Thursday 19 January 2017

NHS Will Need An Extra £88bn By 2067, According To OBR

NHS

The NHS budget will need to increase by £88bn over the next 50 years, meaning governments could have to raise taxes or cut spending in other areas to fund it, the Office for Budget Responsibility (OBR) has said.

The soaring costs threaten to render public finances generally “unsustainable”, according to the OBR’s latest fiscal sustainability report. It says the government could find it hard to deliver on its pledge to balance the budget during the next parliament.

The NHS’s budget will need to increase from £140bn in 2020-21 to about £228bn by 2066-67 in order to keep pace with the rising demand for healthcare, according to the OBR’s projections.

It says the budget will need to rise by an average of 2% each year over that period – much more than the 1% annual rises the NHS has had since the coalition took office in 2010, but barely half the 3.8% annual real-term rises it has seen since 1978-79.

The rising costs of providing healthcare in coming decades could force ministers to increase the proportion of GDP going into health from the 6.9% expected in 2020-21 to 12.6% by 2066-67. That 12.6% would equate to about £228bn in today’s prices, the OBR confirmed.

Norman Lamb, the Liberal Democrats’ health spokesman, said: “This analysis confirms that spending on the NHS and on care services will either have to rise significantly or the system will collapse. We will see an end to the NHS as we know it.

“Current levels of care cannot be sustained with the fall in real-terms spending per person which is currently envisaged.”

The NHS England chief executive, Simon Stevens, has said that under the government’s current spending plans, per capita health funding will fall in real terms in 2018-19, the year the NHS will turn 70.

Last September the OBR set out how the growing number of older people in coming decades would oblige governments to spend more on healthcare, though it did not say how much more.

Its latest figures detail how much will be needed in light of three factors it did not analyse then: the emergence of new technology that will boost patient care, the development of new drugs and a rise in the number of people with chronic long-term conditions, such as diabetes and cancer.

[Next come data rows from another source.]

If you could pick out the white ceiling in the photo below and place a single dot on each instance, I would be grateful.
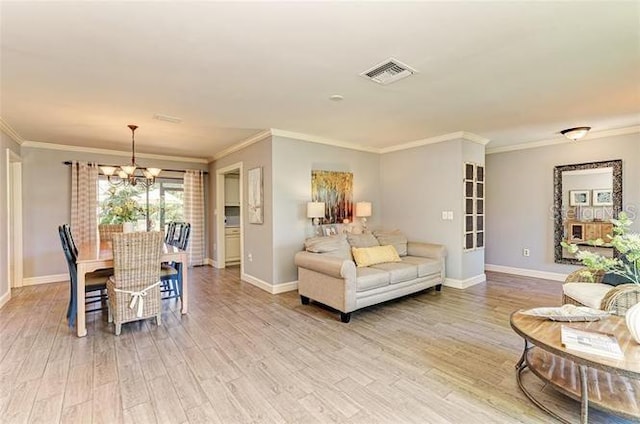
(77, 73)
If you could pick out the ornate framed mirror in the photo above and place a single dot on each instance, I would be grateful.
(585, 197)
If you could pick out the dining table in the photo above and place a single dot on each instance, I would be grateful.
(94, 256)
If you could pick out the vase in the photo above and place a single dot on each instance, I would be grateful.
(128, 227)
(633, 321)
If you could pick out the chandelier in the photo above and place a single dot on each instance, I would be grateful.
(126, 174)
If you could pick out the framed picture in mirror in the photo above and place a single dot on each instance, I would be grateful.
(579, 198)
(602, 197)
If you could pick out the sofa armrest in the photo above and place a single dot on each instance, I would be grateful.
(329, 265)
(426, 250)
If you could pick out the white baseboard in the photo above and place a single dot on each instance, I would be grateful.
(5, 298)
(269, 288)
(463, 284)
(45, 279)
(555, 276)
(285, 287)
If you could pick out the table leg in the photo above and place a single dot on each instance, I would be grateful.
(81, 326)
(184, 293)
(584, 395)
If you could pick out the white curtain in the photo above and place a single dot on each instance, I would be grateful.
(194, 214)
(84, 202)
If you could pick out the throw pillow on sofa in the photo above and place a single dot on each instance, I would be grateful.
(395, 238)
(366, 256)
(362, 240)
(330, 245)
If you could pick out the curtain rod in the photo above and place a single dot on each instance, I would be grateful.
(68, 162)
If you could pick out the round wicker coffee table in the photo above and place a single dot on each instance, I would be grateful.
(611, 385)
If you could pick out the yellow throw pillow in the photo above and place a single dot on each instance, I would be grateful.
(365, 256)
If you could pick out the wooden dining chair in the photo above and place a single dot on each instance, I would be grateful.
(94, 281)
(134, 289)
(171, 273)
(106, 231)
(169, 235)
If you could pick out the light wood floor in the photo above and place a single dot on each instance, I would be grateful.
(242, 355)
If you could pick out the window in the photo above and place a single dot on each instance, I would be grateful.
(157, 206)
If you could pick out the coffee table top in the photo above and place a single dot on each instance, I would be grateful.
(546, 335)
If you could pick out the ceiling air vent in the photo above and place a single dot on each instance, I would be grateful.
(391, 70)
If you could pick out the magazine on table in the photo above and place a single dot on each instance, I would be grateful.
(591, 342)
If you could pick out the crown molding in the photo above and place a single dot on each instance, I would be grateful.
(438, 139)
(563, 140)
(6, 128)
(323, 140)
(241, 145)
(67, 148)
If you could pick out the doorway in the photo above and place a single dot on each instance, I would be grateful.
(229, 228)
(14, 219)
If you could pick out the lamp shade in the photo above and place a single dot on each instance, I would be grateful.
(315, 210)
(363, 209)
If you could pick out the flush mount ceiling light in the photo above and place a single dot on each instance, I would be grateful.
(126, 174)
(575, 134)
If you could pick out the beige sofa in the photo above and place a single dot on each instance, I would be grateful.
(328, 274)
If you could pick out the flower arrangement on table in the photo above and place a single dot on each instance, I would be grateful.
(627, 265)
(120, 207)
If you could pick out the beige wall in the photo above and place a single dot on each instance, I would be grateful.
(520, 197)
(417, 185)
(258, 238)
(293, 161)
(5, 143)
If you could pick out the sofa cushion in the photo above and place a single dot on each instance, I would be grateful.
(366, 256)
(589, 294)
(368, 278)
(330, 245)
(426, 266)
(362, 240)
(398, 271)
(394, 237)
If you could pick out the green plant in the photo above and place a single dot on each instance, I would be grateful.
(627, 265)
(120, 206)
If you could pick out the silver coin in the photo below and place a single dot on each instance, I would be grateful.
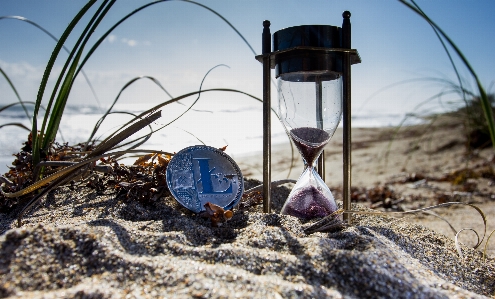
(200, 174)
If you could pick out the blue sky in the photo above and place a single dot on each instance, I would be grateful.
(178, 42)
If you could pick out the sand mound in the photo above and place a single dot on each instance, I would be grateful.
(85, 245)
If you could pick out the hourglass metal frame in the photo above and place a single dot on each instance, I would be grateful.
(269, 60)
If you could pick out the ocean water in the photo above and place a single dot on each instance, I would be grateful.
(240, 130)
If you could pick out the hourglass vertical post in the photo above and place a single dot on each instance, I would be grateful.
(266, 49)
(346, 44)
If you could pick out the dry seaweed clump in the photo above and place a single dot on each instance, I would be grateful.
(22, 173)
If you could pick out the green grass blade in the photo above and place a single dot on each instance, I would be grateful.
(20, 125)
(189, 108)
(102, 38)
(63, 94)
(58, 109)
(23, 19)
(46, 75)
(117, 98)
(16, 93)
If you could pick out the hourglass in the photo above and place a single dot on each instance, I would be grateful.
(310, 108)
(312, 66)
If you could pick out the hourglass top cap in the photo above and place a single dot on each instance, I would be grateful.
(317, 36)
(325, 36)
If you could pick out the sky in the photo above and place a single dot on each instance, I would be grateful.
(178, 42)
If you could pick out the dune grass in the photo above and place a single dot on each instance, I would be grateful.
(483, 98)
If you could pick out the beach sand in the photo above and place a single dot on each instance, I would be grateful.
(83, 243)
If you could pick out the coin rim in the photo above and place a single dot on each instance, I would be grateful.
(240, 191)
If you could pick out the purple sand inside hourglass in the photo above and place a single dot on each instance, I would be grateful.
(308, 203)
(310, 142)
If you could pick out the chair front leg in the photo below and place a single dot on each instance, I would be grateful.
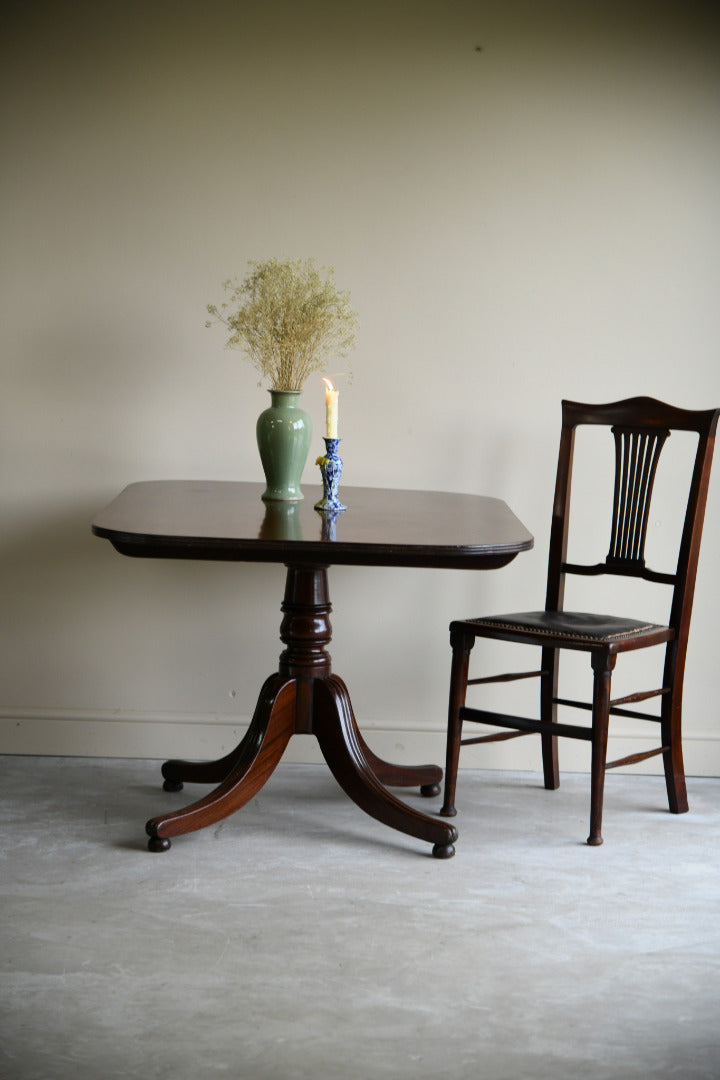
(462, 646)
(548, 715)
(602, 667)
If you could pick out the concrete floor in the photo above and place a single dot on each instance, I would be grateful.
(302, 940)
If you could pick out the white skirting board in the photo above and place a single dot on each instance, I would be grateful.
(163, 736)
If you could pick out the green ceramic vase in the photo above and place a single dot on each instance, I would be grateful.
(284, 432)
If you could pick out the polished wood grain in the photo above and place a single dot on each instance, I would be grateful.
(229, 521)
(215, 520)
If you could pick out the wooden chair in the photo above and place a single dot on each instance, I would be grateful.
(640, 427)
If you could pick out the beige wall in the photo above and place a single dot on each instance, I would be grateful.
(533, 220)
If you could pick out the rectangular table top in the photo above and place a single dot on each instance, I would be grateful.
(225, 520)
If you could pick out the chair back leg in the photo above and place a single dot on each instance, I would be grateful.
(671, 729)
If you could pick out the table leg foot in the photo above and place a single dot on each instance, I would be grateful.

Prof John Appleby, the chief economist at the Nuffield Trust health thinktank, said that although the OBR’s projected £88bn rise sounded huge, “we shouldn’t get too carried away. In reality, the increase in health spending it projects would be very gradual – at today’s GDP, an increase of less than 2% of the NHS budget each year.

“These are projections, not forecasts. We will have many opportunities to choose a path of more controlled spending or somewhat higher taxation over the coming decades,” he added.

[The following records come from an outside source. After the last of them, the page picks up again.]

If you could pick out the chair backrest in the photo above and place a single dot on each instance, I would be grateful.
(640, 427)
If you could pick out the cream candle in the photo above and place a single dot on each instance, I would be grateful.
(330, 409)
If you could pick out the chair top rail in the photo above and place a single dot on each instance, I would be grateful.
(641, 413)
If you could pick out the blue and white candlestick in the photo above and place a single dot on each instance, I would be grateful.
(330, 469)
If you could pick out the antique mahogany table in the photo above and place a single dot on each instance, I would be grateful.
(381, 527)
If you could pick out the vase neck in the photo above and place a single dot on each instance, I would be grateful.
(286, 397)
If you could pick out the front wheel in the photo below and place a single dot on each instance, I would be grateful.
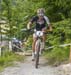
(37, 48)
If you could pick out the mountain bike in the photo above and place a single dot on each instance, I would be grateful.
(38, 45)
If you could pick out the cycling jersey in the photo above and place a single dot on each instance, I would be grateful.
(39, 25)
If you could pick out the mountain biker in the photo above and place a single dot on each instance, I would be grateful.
(40, 21)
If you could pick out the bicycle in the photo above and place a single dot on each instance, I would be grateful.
(38, 45)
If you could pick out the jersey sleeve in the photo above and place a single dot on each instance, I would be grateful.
(47, 20)
(33, 19)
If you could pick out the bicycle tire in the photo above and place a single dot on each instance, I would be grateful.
(37, 55)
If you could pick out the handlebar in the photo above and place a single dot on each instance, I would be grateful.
(32, 30)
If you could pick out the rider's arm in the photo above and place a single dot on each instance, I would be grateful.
(31, 22)
(29, 25)
(48, 22)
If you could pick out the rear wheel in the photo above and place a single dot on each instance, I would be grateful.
(37, 53)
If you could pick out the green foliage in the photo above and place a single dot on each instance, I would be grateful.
(8, 58)
(57, 55)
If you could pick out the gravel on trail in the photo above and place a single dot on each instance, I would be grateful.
(27, 68)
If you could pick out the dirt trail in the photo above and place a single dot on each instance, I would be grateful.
(27, 68)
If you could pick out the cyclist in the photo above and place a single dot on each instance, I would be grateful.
(40, 21)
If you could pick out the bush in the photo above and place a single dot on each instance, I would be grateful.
(57, 55)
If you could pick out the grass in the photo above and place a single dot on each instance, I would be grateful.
(57, 55)
(8, 59)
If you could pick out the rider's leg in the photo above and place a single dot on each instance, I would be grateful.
(33, 46)
(43, 38)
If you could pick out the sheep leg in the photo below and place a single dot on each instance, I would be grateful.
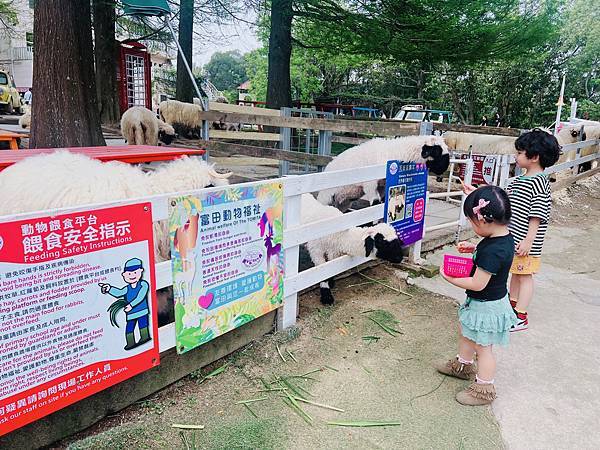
(325, 290)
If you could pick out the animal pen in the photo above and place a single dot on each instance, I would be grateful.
(173, 366)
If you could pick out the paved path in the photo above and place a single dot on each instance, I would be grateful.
(548, 378)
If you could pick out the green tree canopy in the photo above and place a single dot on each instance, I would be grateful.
(226, 70)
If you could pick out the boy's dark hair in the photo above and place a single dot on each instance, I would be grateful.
(539, 143)
(497, 210)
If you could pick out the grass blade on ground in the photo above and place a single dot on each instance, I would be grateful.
(182, 426)
(250, 410)
(280, 354)
(251, 400)
(365, 424)
(319, 404)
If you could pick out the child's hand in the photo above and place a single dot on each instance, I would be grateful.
(442, 272)
(524, 247)
(467, 188)
(466, 247)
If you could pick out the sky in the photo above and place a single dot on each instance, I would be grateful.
(239, 37)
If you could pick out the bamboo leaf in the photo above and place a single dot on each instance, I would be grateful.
(280, 354)
(251, 400)
(319, 404)
(250, 410)
(364, 424)
(187, 427)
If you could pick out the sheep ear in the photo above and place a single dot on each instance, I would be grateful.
(369, 245)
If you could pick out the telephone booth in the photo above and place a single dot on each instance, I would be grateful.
(133, 77)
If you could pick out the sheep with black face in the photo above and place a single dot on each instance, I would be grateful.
(379, 241)
(431, 150)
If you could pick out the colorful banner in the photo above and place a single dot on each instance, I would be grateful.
(405, 198)
(227, 258)
(77, 308)
(483, 168)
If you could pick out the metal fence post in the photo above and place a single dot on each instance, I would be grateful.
(285, 142)
(287, 313)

Richard Murray, director of policy at the King’s Fund, said: “The OBR’s acceptance of the need for a larger long-term increase in the proportion of GDP we spend on health is a welcome dose of realism, but also highlights the current pressures on the NHS.

“Given that plans for the rest of this parliament will see health spending fall as a proportion of GDP, it is another reminder that it is unrealistic to expect the NHS to continue to operate within spending plans at the same time as continuing to offer the same level of service.”

A government spokesman said it had made “significant progress in repairing the public finances – reducing the deficit from 10% of GDP to 4% over the last six years. At the same time, we are committed to the sustainable funding of our health service which is why we are giving the NHS an extra £10bn per year by 2020/21, including almost including almost £4bn this year to transform services and improve standards of care for patients.”